We have had the most stupendous summer here in northwest Tasmania – long, hot, sunny days stretching into warm evenings with not a breath of breeze. It will all come to an end in the next few weeks and we will be stoking the fire and donning coat, scarf, hat and gloves to venture outside. There has been a preponderance of birdlife this season, perhaps due to the absence of our usual resident tiger snake. I could spend hours watching the antics of these wonderful creatures making good use of our many birdbaths. The Black-headed Honeyeater is endemic to Tasmania and is a very sociable sort.
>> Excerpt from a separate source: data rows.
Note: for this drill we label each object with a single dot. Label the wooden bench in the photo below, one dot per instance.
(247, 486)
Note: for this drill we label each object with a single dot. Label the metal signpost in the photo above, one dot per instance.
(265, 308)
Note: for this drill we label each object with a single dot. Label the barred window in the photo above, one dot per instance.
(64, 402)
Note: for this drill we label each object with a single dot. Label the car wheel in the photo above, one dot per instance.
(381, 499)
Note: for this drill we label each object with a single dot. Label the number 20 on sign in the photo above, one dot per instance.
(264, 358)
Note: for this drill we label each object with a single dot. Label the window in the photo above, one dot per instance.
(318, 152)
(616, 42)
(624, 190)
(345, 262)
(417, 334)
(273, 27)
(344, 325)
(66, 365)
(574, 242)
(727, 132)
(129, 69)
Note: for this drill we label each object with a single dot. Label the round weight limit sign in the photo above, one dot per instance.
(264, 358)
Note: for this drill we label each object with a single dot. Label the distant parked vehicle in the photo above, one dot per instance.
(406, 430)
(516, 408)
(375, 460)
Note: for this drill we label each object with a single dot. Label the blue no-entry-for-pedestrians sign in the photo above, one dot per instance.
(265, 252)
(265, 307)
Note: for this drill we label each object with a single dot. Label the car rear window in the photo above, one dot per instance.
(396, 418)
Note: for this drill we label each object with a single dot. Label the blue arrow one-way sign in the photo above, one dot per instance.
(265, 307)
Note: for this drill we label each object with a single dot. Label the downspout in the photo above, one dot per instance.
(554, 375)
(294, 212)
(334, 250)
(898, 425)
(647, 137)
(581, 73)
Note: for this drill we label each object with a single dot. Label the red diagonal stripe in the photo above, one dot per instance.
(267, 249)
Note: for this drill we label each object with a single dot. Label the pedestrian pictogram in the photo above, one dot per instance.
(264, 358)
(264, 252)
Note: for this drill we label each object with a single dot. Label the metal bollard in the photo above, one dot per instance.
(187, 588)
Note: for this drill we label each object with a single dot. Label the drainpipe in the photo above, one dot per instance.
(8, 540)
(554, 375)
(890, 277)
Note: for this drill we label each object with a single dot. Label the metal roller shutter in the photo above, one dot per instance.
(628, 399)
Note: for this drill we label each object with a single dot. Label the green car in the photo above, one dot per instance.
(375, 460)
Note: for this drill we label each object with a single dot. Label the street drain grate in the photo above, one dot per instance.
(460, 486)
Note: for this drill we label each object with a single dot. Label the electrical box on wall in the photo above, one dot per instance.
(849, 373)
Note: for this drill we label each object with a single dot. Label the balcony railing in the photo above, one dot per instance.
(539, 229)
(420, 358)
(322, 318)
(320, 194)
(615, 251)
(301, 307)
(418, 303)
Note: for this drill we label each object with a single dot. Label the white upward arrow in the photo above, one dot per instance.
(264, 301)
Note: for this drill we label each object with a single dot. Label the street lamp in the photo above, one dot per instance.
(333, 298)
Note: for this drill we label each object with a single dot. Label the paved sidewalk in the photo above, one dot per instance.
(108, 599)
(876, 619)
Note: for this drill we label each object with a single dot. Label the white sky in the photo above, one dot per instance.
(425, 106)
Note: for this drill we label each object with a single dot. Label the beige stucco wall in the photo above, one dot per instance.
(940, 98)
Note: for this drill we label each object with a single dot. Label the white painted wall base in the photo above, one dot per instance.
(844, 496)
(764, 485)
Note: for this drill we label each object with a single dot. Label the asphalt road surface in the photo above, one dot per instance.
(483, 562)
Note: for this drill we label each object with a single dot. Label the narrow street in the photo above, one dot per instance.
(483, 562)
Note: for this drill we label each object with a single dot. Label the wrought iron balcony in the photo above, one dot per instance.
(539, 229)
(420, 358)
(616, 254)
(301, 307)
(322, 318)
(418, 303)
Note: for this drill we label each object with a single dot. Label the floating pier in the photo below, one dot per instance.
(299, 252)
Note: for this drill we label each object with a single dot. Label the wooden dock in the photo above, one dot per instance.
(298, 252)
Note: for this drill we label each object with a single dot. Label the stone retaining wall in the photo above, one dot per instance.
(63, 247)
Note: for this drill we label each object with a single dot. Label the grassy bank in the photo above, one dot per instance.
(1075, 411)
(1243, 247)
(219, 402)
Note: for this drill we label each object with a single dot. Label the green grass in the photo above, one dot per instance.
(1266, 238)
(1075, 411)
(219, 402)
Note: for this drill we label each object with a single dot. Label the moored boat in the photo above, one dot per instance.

The youngsters have a brown head and bill, looks like this was a family outing.
An Eastern Spinebill arrives but, after observing the zealous activity, seems reluctant to take the plunge.
No such reticence from the House Sparrow, he just dives straight in.
When the splashing abates, a New Holland Honeyeater sneaks in for a quiet drink.
A lone swimmer enjoys the peaceful interlude before the next family arrive.
Winter has arrived and our gorgeous scarlet robins have returned. They form permanent monogamous pairs and move to the open forests during the warmer months, returning to nest in our garden as the days shorten. The male makes quite a show once he is back, letting everyone know this is his territory again. Late one afternoon, he spent quite some time admiring himself in the window. Unfortunately, he was in shade and I didn’t capture him in all his glory.
The next day, Michael sat patiently while the sun shone on the same perch, in the hope of catching the perfect image.
Initially disappointed, he was soon rewarded with a prolonged robin lavation.
The black headed honeyeater seems bemused by the aquatic antics, reluctant to take the plunge.
I haven’t seen the female recently and assume she is busy building the nest while he makes himself irresistible.
I’m pleased to say he is not totally narcissistic. While his partner incubates the eggs, he will feed her and both parents share responsibility for feeding the young.